Apparently, I'm not the only one with these goals, because Walden West has always been the most difficult camp to sign up for. Back in the olden days (way back in 2006), Walden West took your application and money via the Pony Express – I mean, the U.S. Postal Service.  They accepted applications beginning March 1. If you didn't have those forms -- and your check -- on their desk that day, it was time to choose between “Amazing Aquatics” and “You Can Cook!” at your neighborhood daycare.

Then Walden West got high-tech.  Sign-ups happened on-line at precisely 7:30 a.m. on March 1. The first year they had on-line sign-ups, I'm pretty sure their server melted into a blob of silicon from the overload.  I suspect they spent weeks cleaning up the partial applications and payments, or double payments from anxious parents who weren’t sure their first attempt worked since hitting enter on your computer usually resulted in the dreaded eternal hourglass.

Walden West got much better at the on-line sign-ups for the next year, but you still had to be poised at a computer at precisely 7:30 a.m. on the appointed day.  I pictured moms and dads all over Silicon Valley, cracking their knuckles, opening to the proper web page, watching an atomic clock.

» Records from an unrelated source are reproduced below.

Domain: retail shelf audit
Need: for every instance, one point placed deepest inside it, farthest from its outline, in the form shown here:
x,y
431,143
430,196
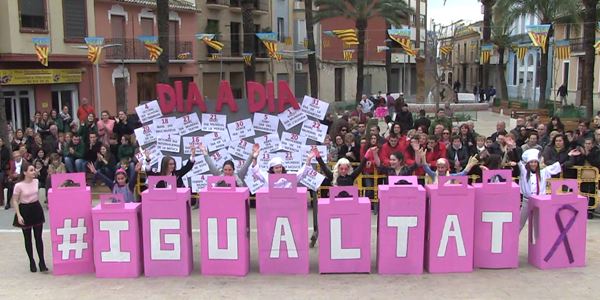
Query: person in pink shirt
x,y
105,128
29,214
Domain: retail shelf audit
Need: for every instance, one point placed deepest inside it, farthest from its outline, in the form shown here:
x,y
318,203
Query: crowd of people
x,y
59,142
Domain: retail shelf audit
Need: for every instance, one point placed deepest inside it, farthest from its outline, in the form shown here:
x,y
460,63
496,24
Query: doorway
x,y
19,106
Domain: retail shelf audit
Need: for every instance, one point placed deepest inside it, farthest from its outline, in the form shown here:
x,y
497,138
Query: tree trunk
x,y
502,74
312,57
544,69
361,26
162,20
589,37
3,129
388,62
249,38
487,34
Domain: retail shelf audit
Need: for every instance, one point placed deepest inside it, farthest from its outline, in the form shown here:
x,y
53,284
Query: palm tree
x,y
312,54
249,37
501,37
360,11
548,12
590,18
162,22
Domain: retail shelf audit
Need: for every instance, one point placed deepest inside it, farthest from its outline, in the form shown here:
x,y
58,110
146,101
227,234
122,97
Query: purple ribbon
x,y
562,238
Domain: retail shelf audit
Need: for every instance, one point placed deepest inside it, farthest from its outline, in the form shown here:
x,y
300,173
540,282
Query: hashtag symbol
x,y
66,232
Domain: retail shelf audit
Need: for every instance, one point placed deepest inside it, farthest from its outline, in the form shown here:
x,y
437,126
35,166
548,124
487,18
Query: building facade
x,y
128,76
26,86
337,77
224,18
522,76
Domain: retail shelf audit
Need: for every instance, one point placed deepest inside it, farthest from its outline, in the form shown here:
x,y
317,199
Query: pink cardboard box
x,y
117,238
166,229
401,227
450,239
224,228
557,228
344,232
497,210
70,202
282,227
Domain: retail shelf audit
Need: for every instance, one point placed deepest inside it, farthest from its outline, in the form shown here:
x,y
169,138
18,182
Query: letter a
x,y
452,229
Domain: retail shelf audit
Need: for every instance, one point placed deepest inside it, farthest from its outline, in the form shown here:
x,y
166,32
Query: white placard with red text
x,y
168,142
269,142
149,111
240,129
215,141
314,130
292,117
189,141
292,142
312,179
265,123
145,134
214,122
189,123
314,107
241,149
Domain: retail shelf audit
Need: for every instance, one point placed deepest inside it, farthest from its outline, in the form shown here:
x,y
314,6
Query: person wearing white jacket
x,y
533,178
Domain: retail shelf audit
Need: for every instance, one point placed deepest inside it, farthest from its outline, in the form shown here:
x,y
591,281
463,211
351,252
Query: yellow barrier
x,y
587,176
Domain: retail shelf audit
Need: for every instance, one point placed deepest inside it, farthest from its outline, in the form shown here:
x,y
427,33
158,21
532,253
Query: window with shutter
x,y
32,15
74,20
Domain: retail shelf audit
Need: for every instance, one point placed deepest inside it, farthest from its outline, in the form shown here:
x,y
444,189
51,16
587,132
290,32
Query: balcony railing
x,y
133,49
577,45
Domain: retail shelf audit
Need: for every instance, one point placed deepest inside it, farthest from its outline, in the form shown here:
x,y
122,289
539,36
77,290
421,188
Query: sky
x,y
454,10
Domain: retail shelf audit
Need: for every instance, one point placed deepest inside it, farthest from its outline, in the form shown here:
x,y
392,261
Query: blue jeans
x,y
80,165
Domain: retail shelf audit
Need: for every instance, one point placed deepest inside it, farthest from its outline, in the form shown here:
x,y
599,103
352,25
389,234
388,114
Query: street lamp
x,y
97,71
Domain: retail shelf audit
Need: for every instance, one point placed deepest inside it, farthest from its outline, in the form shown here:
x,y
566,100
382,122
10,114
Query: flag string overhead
x,y
151,44
402,37
562,49
42,49
539,35
94,45
348,36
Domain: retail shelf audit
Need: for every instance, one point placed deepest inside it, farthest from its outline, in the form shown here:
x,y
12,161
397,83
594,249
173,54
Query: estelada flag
x,y
94,48
151,44
539,35
42,49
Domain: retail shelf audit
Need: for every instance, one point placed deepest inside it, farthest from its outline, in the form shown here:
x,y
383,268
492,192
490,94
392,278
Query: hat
x,y
531,155
275,161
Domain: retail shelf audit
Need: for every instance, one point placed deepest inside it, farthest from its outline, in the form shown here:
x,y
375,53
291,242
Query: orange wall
x,y
375,34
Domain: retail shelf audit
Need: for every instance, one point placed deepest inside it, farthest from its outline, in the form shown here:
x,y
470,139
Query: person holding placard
x,y
342,174
228,168
168,167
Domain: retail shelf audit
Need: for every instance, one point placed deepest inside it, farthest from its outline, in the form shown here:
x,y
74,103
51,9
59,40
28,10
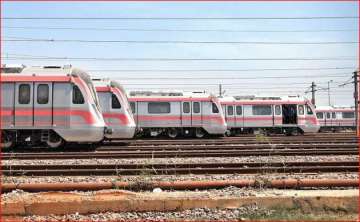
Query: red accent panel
x,y
86,115
263,102
22,78
120,116
155,99
103,89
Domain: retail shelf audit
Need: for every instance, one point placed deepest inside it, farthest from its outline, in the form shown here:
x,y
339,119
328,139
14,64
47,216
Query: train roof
x,y
108,83
334,108
296,99
170,94
34,73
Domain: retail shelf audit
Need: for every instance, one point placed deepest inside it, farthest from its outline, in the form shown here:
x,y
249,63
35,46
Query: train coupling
x,y
108,131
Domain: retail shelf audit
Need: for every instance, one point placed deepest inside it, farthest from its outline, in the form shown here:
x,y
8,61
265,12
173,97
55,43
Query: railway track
x,y
181,153
173,169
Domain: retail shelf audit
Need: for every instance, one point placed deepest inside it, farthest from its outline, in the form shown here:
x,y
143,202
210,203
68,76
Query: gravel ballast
x,y
249,159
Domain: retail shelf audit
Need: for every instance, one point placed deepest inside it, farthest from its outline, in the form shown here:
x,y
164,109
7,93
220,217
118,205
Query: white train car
x,y
49,105
177,114
289,115
336,118
115,109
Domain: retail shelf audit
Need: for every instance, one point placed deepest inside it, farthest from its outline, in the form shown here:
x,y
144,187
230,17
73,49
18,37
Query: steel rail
x,y
174,169
179,153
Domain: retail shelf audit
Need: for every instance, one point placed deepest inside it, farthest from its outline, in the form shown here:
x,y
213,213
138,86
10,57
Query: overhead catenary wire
x,y
179,59
24,39
171,30
183,18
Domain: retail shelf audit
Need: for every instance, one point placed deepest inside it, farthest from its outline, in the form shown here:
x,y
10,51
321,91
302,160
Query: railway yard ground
x,y
308,177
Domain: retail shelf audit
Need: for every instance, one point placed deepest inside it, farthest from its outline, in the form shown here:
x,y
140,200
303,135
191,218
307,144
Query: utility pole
x,y
313,90
329,92
356,97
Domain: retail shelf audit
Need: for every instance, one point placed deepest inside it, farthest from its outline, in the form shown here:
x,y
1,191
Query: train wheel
x,y
172,133
55,141
7,141
228,133
199,133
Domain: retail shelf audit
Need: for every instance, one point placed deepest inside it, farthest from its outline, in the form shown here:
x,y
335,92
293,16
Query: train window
x,y
277,110
115,104
78,98
132,106
24,94
239,110
309,110
301,109
348,115
215,109
320,115
186,107
333,115
196,107
158,107
261,110
230,110
43,94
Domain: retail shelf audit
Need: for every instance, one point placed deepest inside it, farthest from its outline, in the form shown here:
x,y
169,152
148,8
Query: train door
x,y
7,104
43,112
230,117
289,113
24,115
277,116
239,117
301,115
328,119
185,114
196,114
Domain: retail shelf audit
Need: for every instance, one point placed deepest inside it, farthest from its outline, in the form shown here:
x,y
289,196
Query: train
x,y
336,118
289,115
115,109
177,114
49,104
55,105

Ladies and gentlemen, start your engines.

Almost all weeks were full by 8:00 a.m. Miraculously, I always got the week I wanted. With Walden West in the bag, I could plan the rest of summer.

And so it went for six years, until entering 8th grade, my daughter was ready to be a Leader-In-Training.  For these coveted slots, I manned one computer and my husband manned another. We worked out a protocol for all eventualities. We communicated using headsets (although we were sitting next to each other). All Leader-in-Training slots were gone by 7:35.  Maybe going for the athletic scholarship would be simpler.

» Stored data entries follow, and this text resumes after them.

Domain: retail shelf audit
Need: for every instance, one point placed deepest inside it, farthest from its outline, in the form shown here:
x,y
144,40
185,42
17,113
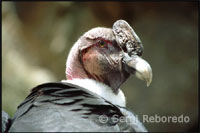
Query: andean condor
x,y
90,99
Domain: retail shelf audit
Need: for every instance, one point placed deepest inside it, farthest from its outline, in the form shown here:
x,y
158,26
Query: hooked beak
x,y
138,66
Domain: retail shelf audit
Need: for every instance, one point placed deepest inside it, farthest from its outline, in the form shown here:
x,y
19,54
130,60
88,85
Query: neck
x,y
101,90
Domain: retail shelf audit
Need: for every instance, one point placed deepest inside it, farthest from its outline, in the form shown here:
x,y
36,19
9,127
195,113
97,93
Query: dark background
x,y
37,36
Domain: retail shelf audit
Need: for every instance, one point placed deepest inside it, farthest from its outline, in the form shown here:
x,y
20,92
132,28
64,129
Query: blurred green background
x,y
37,36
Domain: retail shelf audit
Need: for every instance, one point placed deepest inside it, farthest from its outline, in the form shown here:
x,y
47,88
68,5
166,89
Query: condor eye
x,y
101,43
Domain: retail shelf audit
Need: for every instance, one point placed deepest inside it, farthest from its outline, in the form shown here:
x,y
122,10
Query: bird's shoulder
x,y
69,106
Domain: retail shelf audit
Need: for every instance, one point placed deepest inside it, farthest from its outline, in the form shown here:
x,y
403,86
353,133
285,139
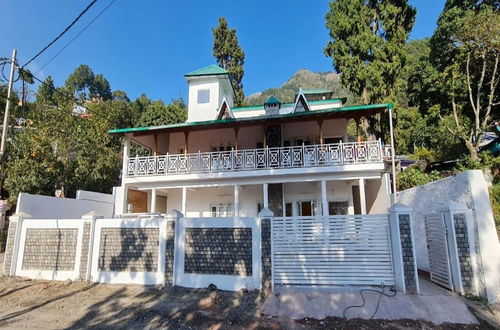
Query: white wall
x,y
205,111
469,189
46,207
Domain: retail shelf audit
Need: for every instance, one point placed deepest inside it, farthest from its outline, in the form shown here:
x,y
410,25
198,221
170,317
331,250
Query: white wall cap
x,y
175,214
453,206
22,215
399,207
92,214
265,213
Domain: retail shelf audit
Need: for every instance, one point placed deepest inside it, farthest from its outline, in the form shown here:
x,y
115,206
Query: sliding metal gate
x,y
334,250
437,246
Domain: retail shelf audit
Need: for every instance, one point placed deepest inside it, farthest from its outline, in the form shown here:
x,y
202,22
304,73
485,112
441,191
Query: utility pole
x,y
5,127
7,105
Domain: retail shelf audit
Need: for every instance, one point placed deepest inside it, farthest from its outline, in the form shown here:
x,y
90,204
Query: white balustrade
x,y
265,158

But every time I go up to Walden West for the Thursday night barbecue and the “amazing camper tricks”, I know the crazy sign-up and inconvenient location are worth it. The director, Badger, probably has a real name that he puts on his income taxes, but I don’t want to know what it is. He is forever the amazing Badger who personifies Walden West with his calm but zany and fun-loving nature.

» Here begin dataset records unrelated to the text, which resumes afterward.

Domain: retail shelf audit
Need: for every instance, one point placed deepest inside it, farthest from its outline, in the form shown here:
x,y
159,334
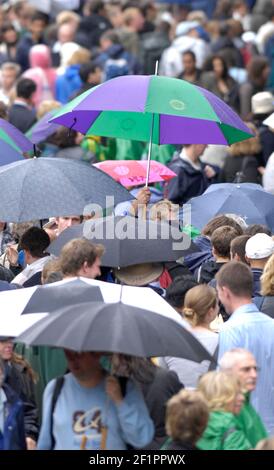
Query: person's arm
x,y
44,441
229,339
137,427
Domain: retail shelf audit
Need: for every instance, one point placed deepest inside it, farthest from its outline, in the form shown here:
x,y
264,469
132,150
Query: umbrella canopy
x,y
48,298
14,304
40,188
129,241
247,200
269,121
115,328
42,128
133,172
12,143
135,107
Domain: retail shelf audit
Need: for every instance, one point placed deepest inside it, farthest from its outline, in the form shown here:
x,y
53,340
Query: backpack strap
x,y
56,392
214,361
227,433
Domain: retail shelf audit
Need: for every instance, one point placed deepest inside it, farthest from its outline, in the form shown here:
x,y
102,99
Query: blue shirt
x,y
252,330
82,411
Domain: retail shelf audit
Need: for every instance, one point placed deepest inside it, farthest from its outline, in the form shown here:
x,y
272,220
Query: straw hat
x,y
139,274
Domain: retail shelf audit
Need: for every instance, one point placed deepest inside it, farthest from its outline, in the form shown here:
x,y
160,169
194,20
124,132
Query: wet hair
x,y
198,301
35,240
175,293
220,221
187,416
76,252
221,239
267,278
219,389
237,277
237,247
253,229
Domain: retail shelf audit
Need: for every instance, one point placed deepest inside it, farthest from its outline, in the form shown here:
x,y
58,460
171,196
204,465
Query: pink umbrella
x,y
133,173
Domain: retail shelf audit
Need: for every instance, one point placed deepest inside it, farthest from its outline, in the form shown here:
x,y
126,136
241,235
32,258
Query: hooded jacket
x,y
223,433
190,182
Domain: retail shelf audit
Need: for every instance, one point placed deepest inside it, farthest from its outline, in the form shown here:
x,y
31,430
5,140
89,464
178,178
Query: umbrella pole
x,y
150,137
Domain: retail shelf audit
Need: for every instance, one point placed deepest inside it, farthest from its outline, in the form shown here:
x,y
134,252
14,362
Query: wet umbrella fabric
x,y
40,188
115,328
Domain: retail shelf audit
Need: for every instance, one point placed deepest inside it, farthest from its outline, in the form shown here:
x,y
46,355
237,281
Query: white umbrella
x,y
14,302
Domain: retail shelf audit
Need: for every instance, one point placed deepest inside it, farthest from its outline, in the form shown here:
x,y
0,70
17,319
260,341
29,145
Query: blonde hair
x,y
47,106
267,278
187,416
162,210
67,17
81,56
198,301
219,389
250,146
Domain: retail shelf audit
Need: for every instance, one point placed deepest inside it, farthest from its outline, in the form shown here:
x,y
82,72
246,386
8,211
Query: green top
x,y
251,423
223,433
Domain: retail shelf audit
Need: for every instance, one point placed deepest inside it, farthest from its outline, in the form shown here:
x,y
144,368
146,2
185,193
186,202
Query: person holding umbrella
x,y
88,402
193,176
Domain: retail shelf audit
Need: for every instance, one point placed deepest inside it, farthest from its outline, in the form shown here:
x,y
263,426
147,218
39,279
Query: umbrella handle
x,y
103,444
151,135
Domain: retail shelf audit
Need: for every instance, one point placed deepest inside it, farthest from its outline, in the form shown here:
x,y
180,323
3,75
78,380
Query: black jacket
x,y
20,382
156,394
189,182
207,271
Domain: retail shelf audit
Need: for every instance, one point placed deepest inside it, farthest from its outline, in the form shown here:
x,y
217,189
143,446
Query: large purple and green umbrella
x,y
42,128
135,107
13,143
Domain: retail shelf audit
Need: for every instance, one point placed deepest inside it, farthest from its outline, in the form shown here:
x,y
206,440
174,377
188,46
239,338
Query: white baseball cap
x,y
259,246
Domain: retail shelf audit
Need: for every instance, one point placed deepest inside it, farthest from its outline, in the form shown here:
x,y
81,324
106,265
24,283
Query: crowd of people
x,y
53,398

Badger is assisted by the incredible Scooby, who can get 200 children to listen while speaking in a soft voice. Kids of all ages love his famous Scooby stories, which he tells every day at lunch in the shade of the Scooby Tree. The rest of the counselors are also actual grown-ups, assisted by high-school volunteers. Guess whose daughter was one of those this year?  

When my daughter goes off to college, what then?  I know.... I’ll still go up to Walden West on summer Thursday evenings for the barbecue, and to sing the Banana Slug song a few more times.